PS1-10jh - a tidal disruption event with an extremely low disk temperature
Matias Montesinos, J. A. de Freitas Pacheco

TL;DR
This paper models the evolution of a tidal disruption event with an unusually low disk temperature, explaining the observed optical-UV transient PS1-10jh through hydrodynamic simulations and specific black hole parameters.
Contribution
It introduces a hydrodynamic model for the debris evolution in a tidal disruption event with a low-temperature disk, fitting the observed light curve and explaining the absence of X-ray emission.
Findings
The black hole mass is estimated at 6.3 million solar masses.
The model predicts a bolometric peak luminosity of 10^45 erg/s.

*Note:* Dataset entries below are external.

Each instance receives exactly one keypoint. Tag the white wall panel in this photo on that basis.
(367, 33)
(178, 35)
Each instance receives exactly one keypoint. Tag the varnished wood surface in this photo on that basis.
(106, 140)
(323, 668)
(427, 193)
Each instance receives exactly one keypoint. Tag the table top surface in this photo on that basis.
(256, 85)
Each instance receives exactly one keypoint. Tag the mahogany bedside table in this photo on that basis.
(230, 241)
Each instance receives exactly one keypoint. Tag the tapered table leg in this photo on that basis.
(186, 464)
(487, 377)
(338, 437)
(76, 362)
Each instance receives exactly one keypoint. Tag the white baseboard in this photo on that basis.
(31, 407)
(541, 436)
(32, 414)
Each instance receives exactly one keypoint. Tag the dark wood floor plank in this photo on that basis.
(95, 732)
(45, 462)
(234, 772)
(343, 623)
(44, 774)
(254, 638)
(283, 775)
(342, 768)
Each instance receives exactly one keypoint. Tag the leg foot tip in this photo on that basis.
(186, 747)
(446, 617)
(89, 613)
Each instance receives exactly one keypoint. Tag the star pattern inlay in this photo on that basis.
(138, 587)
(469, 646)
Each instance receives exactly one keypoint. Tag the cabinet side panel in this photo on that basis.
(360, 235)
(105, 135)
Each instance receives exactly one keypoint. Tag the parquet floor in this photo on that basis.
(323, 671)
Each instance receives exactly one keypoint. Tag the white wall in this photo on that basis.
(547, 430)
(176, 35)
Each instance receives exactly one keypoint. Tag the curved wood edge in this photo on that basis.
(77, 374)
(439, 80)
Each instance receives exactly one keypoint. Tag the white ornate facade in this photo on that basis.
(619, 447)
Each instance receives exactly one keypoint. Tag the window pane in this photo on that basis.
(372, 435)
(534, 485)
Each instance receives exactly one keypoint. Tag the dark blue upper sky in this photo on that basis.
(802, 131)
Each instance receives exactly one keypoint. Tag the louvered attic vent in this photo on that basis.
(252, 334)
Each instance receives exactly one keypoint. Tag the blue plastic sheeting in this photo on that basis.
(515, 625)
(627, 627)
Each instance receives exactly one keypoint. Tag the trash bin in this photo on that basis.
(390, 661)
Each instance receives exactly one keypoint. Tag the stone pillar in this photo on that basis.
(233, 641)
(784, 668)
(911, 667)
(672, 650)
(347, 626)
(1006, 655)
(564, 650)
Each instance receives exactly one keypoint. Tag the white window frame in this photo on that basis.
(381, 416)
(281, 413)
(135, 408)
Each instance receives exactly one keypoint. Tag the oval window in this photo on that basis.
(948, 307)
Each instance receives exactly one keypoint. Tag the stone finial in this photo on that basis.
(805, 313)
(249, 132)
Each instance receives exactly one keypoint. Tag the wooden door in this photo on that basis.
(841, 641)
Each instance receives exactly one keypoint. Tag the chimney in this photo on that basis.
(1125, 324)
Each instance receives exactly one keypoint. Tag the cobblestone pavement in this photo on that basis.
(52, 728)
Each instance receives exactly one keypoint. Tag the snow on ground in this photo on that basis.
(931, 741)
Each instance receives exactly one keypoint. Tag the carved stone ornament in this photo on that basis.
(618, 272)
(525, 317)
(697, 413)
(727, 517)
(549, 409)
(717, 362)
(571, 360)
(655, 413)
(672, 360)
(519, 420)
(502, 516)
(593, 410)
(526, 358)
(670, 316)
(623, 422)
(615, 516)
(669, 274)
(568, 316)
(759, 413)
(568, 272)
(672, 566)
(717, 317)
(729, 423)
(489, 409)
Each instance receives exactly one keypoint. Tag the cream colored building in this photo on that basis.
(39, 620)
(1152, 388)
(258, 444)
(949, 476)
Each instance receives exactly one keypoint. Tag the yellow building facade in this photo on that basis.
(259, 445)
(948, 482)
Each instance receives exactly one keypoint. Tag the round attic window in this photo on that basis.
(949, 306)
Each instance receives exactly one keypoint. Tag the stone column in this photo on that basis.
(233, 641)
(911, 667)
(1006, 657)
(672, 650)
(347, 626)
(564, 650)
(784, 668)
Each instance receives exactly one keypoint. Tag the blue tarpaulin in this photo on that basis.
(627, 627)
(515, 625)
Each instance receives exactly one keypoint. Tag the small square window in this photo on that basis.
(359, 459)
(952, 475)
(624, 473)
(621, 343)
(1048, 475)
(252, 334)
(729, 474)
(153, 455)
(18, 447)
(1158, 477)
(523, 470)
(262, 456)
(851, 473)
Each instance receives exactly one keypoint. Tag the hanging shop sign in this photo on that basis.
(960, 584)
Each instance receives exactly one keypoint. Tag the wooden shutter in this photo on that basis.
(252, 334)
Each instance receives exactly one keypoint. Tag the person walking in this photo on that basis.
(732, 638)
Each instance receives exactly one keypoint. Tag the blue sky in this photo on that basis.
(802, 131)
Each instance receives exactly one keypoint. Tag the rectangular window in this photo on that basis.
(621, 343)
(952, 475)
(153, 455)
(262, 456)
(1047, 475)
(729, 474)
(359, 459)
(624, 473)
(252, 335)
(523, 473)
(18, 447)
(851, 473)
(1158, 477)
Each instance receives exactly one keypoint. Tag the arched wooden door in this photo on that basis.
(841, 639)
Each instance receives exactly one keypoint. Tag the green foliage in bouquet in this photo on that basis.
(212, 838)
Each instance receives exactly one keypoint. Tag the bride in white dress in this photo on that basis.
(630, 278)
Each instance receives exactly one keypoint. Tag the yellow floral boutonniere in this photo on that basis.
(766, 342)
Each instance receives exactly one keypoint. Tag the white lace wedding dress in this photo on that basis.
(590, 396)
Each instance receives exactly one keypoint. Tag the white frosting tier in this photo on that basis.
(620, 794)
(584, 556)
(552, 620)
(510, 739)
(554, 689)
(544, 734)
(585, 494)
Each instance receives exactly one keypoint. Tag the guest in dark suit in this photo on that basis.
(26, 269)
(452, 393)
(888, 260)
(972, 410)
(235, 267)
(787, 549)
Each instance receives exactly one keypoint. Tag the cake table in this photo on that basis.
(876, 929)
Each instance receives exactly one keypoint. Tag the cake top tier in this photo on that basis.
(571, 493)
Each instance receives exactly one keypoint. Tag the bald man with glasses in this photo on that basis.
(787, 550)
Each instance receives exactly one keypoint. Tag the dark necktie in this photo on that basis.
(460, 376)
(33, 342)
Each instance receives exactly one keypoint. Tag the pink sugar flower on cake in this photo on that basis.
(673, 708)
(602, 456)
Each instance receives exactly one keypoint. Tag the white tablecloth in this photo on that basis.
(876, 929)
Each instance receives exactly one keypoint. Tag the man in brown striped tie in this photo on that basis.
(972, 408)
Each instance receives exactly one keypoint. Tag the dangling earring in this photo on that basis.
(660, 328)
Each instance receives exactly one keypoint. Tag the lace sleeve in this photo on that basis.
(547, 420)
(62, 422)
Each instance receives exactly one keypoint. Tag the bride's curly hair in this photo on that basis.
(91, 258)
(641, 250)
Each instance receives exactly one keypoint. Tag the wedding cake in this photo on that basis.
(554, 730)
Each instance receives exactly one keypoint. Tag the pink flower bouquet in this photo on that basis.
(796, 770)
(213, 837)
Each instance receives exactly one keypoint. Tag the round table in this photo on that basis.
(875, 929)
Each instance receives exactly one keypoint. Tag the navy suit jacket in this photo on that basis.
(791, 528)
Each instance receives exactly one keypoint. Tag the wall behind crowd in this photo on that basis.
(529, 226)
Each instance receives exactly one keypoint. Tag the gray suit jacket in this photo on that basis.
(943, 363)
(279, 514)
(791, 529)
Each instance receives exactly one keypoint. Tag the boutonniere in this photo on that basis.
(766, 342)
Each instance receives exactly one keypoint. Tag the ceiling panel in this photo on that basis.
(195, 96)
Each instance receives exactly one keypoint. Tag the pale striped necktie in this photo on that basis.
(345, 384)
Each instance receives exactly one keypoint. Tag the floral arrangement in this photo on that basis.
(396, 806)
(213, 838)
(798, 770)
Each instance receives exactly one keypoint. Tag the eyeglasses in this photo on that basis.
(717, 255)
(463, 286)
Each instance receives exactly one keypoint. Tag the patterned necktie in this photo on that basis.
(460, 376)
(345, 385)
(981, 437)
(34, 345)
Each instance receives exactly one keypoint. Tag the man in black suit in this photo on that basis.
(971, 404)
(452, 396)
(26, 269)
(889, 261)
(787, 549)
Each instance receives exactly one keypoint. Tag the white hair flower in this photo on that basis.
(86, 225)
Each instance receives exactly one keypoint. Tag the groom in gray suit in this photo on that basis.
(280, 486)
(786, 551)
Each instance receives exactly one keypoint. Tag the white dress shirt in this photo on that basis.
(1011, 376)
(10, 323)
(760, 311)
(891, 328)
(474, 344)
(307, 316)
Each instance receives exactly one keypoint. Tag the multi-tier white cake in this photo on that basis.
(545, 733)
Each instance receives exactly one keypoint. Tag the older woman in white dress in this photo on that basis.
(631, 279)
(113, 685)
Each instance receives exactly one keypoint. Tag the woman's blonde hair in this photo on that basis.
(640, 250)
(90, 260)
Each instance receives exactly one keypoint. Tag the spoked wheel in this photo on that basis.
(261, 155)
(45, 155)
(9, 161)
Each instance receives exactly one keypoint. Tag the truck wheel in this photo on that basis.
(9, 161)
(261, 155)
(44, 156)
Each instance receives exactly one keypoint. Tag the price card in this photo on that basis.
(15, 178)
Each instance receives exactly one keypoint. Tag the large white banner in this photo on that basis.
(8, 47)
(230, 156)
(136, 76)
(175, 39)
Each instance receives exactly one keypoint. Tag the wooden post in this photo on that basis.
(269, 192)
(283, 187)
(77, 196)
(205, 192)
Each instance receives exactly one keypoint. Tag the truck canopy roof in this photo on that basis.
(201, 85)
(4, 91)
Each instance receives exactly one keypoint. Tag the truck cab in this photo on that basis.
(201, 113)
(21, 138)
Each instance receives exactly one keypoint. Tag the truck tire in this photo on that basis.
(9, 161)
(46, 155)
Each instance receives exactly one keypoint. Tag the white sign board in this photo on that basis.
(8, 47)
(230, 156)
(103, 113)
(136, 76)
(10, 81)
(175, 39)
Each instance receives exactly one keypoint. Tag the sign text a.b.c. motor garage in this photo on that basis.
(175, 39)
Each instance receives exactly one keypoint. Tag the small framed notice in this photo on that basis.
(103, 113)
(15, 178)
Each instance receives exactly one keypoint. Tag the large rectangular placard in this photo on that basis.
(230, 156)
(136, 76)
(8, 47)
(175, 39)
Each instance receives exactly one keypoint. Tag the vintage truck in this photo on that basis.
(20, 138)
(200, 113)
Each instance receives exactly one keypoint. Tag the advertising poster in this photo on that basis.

The total radiated energy is approximately 2.67x10^51 erg.
Abstract
The cooler than expected optical-UV transient PS1-10jh detected by the Pan-STARRS1 survey is probably related to a tidal disruption event in which a He-rich stellar core remnant is implied. The evolution of bound debris during the disk phase is studied by solving the hydrodynamic equations. The model provides a good fit either of the raising part of the light curve in the bands g_(P1), r_(P1), and i_(P1) or in the early decay. The parameters characterizing this optimized model are the mass of the central black hole, i.e., 6.3x10^6 Msun and the critical Reynolds number Re = 10^4 that fixes the viscosity and the accretion timescale. Such a high value of Re explains the low disk temperature and the consequent absence of X-ray emission. The predicted bolometric peak luminosity is about 10^45 erg/s and the predicted total radiated energy is about Erad=2.67x10^(51) erg.